The get_proj() command can be used to access the data
of this run.
We also asked for the error on the nH parameter of the absorption model. Note that the order of the parameters in the screen output matches that given by list_par() and not the order specified in the function call.
To estimate errors on all the thawed parameters call the function with the list of names set to "":
sherpa> proj("")
Parameter name: Curr Val Limits
abs.nH 2.4061 1e-07 10
p1.gamma 1.51851 -10 10
p1.ampl 0.000241434 1.49261e-06 0.0149261
Report error at this number of sigma from the best-fit value (0:) (1.6):
Projection complete for parameter: abs.nH
Projection complete for parameter: p1.gamma
Projection complete for parameter: p1.ampl
Computed for sherpa.proj.sigma = 1.6
--------------------------------------------------------
Parameter Name Best-Fit Lower Bound Upper Bound
--------------------------------------------------------
abs.nH 2.4061 -0.240423 +0.260944
p1.gamma 1.51851 -0.167618 +0.174267
p1.ampl 0.000241434 -1.11634e-05 +1.14954e-05
The PROJECTION run has finished for abs.nH p1.gamma p1.ampl.

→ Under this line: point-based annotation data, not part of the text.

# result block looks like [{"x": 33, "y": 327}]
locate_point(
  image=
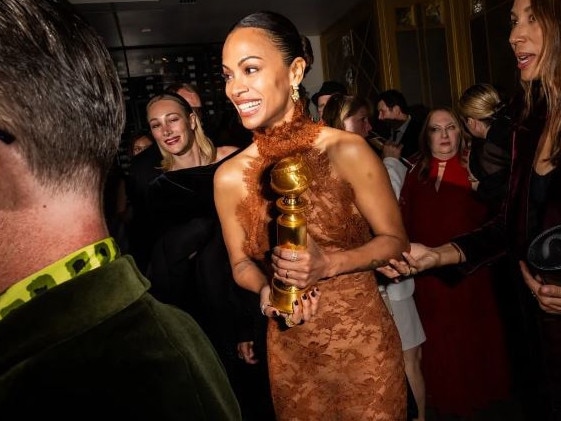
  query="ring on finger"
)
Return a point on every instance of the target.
[
  {"x": 289, "y": 322},
  {"x": 263, "y": 307}
]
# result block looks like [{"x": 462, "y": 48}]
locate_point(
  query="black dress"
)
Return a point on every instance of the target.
[{"x": 190, "y": 268}]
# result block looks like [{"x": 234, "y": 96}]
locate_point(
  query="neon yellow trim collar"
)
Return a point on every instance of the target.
[{"x": 65, "y": 269}]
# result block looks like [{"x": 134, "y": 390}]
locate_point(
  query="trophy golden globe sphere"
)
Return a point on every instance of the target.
[{"x": 290, "y": 177}]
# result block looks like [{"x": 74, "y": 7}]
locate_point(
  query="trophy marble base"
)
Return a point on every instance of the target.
[{"x": 283, "y": 296}]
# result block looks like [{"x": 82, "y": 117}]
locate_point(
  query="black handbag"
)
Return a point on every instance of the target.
[{"x": 544, "y": 255}]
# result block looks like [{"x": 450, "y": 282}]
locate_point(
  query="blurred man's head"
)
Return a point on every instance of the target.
[
  {"x": 60, "y": 97},
  {"x": 189, "y": 94},
  {"x": 392, "y": 107}
]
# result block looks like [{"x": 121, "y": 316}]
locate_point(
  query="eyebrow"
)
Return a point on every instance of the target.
[
  {"x": 527, "y": 9},
  {"x": 6, "y": 137}
]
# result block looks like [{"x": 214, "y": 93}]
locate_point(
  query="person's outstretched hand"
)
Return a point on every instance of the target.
[
  {"x": 548, "y": 295},
  {"x": 418, "y": 259}
]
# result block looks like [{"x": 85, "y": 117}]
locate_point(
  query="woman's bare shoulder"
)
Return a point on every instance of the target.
[
  {"x": 224, "y": 151},
  {"x": 337, "y": 141},
  {"x": 231, "y": 171}
]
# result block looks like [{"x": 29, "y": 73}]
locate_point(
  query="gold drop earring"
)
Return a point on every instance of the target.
[{"x": 295, "y": 93}]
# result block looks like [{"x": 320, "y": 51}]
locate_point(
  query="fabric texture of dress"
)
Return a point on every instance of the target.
[
  {"x": 464, "y": 362},
  {"x": 346, "y": 363}
]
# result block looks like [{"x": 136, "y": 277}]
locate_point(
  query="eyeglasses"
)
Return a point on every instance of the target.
[{"x": 6, "y": 137}]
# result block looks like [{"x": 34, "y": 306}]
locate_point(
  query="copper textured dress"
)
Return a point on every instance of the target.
[{"x": 345, "y": 364}]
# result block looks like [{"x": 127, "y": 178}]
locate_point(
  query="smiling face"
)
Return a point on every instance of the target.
[
  {"x": 171, "y": 127},
  {"x": 444, "y": 135},
  {"x": 526, "y": 39},
  {"x": 258, "y": 82}
]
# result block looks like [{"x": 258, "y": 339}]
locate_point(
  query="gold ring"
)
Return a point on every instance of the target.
[
  {"x": 263, "y": 308},
  {"x": 289, "y": 321}
]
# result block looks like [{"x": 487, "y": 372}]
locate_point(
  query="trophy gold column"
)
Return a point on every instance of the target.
[{"x": 290, "y": 177}]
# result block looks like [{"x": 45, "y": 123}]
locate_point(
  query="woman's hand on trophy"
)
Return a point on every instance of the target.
[
  {"x": 303, "y": 310},
  {"x": 301, "y": 268}
]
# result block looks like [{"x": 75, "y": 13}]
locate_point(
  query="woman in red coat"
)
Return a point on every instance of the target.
[
  {"x": 464, "y": 358},
  {"x": 532, "y": 205}
]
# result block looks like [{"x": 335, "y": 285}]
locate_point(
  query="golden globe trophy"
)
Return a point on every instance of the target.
[{"x": 290, "y": 177}]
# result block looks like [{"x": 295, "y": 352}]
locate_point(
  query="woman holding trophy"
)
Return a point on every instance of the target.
[{"x": 307, "y": 207}]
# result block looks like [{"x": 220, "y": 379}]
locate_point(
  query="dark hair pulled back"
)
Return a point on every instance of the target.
[{"x": 283, "y": 33}]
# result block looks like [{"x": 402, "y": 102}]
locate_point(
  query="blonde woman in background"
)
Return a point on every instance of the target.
[{"x": 485, "y": 116}]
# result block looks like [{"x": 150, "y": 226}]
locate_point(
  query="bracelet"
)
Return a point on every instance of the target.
[{"x": 458, "y": 250}]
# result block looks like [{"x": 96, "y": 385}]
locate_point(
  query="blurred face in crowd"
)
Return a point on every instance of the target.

The get_proj() command can be used to access the data
of this run.
See the "Accessing the PROJECTION results" section of the "Accessing fit results using S-Lang" thread for details of how to read these values into S-Lang variables.
The unc() and cov() routines - which correspond to the UNCERTAINTY and COVARIANCE methods respectively - behave similarly.
How does the fit surface vary for a parameter (interval-projection)?
It can be useful to know how the fit statistic varies as the parameter of interest varies: if it is not approximately parabolic then error estimates may be meaningless. The INTERVAL-PROJECTION and INTERVAL-UNCERTAINTY methods produce such plots, using the projection and uncertainty methods respectively. The paramest.sl script provides two functions - iproj() and iunc() - that can be used to call these routines.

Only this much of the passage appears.